The brokerage mentioned in its note that crude prices could climb to $90-100 per barrel if India halts Russian purchases. It believes that the issue of Russian crude oil imports has now become a political one, with India reiterating its freedom to choose its trade partners within purview of global trade rules.
HSBC struck a more optimistic tone, pointing out that lower crude prices and reduced LPG losses as tailwinds for OMCs.
The foreign brokerage expects earnings to remain strong and sees any reimbursements for under-recoveries as an added positive. Although Q1 results fell short due to higher inventory losses, marketing margins stayed firm while LPG losses narrowed.

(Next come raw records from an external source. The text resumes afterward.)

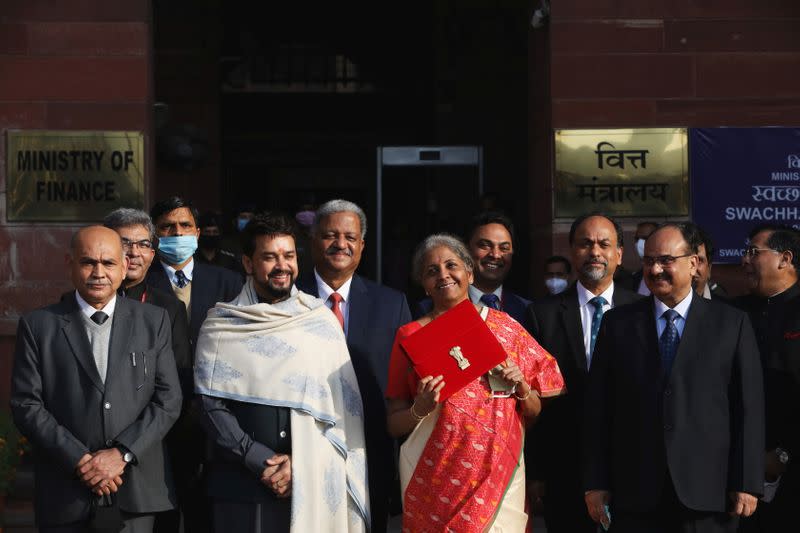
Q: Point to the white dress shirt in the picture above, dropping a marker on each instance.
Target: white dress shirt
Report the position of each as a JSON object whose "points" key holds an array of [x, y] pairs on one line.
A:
{"points": [[683, 311], [187, 271], [587, 313], [88, 310], [324, 292]]}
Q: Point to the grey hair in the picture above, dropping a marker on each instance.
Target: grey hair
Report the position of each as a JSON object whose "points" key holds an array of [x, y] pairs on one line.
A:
{"points": [[125, 217], [453, 243], [339, 206]]}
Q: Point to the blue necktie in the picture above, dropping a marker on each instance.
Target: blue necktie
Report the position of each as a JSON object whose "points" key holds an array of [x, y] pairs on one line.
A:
{"points": [[598, 302], [181, 279], [668, 343], [491, 300]]}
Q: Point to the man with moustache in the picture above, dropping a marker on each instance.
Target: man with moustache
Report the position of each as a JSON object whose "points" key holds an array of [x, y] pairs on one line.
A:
{"points": [[566, 325], [199, 286], [770, 264], [280, 401], [95, 390], [369, 315], [490, 240], [674, 419], [139, 242]]}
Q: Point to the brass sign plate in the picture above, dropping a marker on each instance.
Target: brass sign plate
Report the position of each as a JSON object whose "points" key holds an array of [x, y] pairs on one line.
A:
{"points": [[72, 176], [622, 172]]}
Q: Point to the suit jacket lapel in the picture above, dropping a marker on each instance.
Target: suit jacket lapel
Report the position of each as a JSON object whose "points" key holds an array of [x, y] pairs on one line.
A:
{"points": [[78, 341], [156, 277], [121, 329], [691, 330], [358, 309], [571, 321]]}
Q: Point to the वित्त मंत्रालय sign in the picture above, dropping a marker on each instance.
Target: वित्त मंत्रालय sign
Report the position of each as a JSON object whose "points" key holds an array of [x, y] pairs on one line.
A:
{"points": [[621, 172], [72, 176]]}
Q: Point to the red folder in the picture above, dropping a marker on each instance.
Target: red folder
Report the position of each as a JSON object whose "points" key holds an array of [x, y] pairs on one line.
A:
{"points": [[457, 345]]}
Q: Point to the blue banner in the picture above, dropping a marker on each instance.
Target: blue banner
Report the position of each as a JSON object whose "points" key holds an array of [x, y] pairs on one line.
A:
{"points": [[740, 178]]}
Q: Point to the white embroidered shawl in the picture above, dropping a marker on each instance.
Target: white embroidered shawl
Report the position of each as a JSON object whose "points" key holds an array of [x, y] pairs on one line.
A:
{"points": [[293, 354]]}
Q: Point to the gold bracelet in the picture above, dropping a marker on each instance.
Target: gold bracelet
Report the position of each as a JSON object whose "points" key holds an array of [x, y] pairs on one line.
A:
{"points": [[523, 398], [414, 413]]}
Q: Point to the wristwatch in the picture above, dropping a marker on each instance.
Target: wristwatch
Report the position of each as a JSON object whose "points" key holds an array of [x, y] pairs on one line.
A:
{"points": [[127, 456], [783, 455]]}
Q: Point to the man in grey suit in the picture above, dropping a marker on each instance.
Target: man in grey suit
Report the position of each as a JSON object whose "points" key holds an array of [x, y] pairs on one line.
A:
{"points": [[95, 390]]}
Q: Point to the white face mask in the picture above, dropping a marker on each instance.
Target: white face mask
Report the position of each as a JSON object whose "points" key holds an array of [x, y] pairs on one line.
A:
{"points": [[640, 248], [555, 285]]}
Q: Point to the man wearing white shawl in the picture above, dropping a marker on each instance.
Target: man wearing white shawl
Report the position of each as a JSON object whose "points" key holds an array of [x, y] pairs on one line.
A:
{"points": [[280, 401]]}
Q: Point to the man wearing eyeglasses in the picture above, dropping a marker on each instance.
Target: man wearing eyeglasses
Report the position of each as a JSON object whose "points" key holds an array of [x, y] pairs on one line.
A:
{"points": [[139, 241], [770, 264], [674, 420]]}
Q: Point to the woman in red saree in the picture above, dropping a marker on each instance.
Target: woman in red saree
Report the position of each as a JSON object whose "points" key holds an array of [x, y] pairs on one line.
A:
{"points": [[461, 466]]}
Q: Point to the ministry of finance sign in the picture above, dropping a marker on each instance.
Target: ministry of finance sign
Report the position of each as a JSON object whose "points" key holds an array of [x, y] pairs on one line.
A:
{"points": [[622, 172], [72, 176]]}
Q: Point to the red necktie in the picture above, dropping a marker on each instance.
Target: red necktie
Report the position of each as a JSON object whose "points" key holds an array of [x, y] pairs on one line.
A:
{"points": [[336, 299]]}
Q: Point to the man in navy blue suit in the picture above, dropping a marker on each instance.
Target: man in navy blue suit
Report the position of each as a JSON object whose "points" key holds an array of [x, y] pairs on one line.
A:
{"points": [[490, 240], [199, 286], [370, 315]]}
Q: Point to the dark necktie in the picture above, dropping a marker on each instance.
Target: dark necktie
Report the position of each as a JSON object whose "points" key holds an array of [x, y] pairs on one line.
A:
{"points": [[99, 317], [336, 299], [598, 302], [491, 300], [181, 278], [668, 343]]}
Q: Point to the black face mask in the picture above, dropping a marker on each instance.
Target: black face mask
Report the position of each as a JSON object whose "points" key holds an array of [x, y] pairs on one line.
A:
{"points": [[209, 242]]}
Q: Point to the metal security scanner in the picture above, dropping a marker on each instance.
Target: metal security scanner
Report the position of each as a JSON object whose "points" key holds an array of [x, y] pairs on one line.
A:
{"points": [[424, 158]]}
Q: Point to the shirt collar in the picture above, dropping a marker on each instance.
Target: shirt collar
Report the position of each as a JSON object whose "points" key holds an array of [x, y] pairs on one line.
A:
{"points": [[187, 270], [682, 308], [324, 291], [88, 310], [475, 293], [584, 294]]}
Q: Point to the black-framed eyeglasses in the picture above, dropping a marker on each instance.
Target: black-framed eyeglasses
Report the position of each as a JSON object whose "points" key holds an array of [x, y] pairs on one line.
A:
{"points": [[663, 260], [752, 251], [144, 244]]}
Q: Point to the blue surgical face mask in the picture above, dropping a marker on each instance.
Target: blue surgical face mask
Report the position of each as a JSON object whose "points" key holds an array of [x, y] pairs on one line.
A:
{"points": [[176, 250], [555, 285]]}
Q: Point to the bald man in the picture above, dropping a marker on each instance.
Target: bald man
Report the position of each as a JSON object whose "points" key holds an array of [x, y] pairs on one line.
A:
{"points": [[95, 390]]}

HSBC has maintained its ‘Buy’ ratings on BPCL, with a price target of ₹420, HPCL ₹520, and IOC ₹190.
JPMorgan, however, flagged investor concerns. Despite strong core earnings, stock prices have barely responded, which the brokerage attributes to fears that the government could eventually claw back excess margins.
Weak tax collections and proposals for GST cuts have amplified those worries. Still, JPMorgan argued that the risk-reward remains favourable.
On FY27 estimates, OMC stocks appear inexpensive even after factoring in a ₹3-4 per litre excise duty hike.
JPMorgan added that unless the government intervenes, companies will continue to generate strong cash flows, supporting near-term stock upside. Among OMCs, JPMorgan expressed preference for BPCL.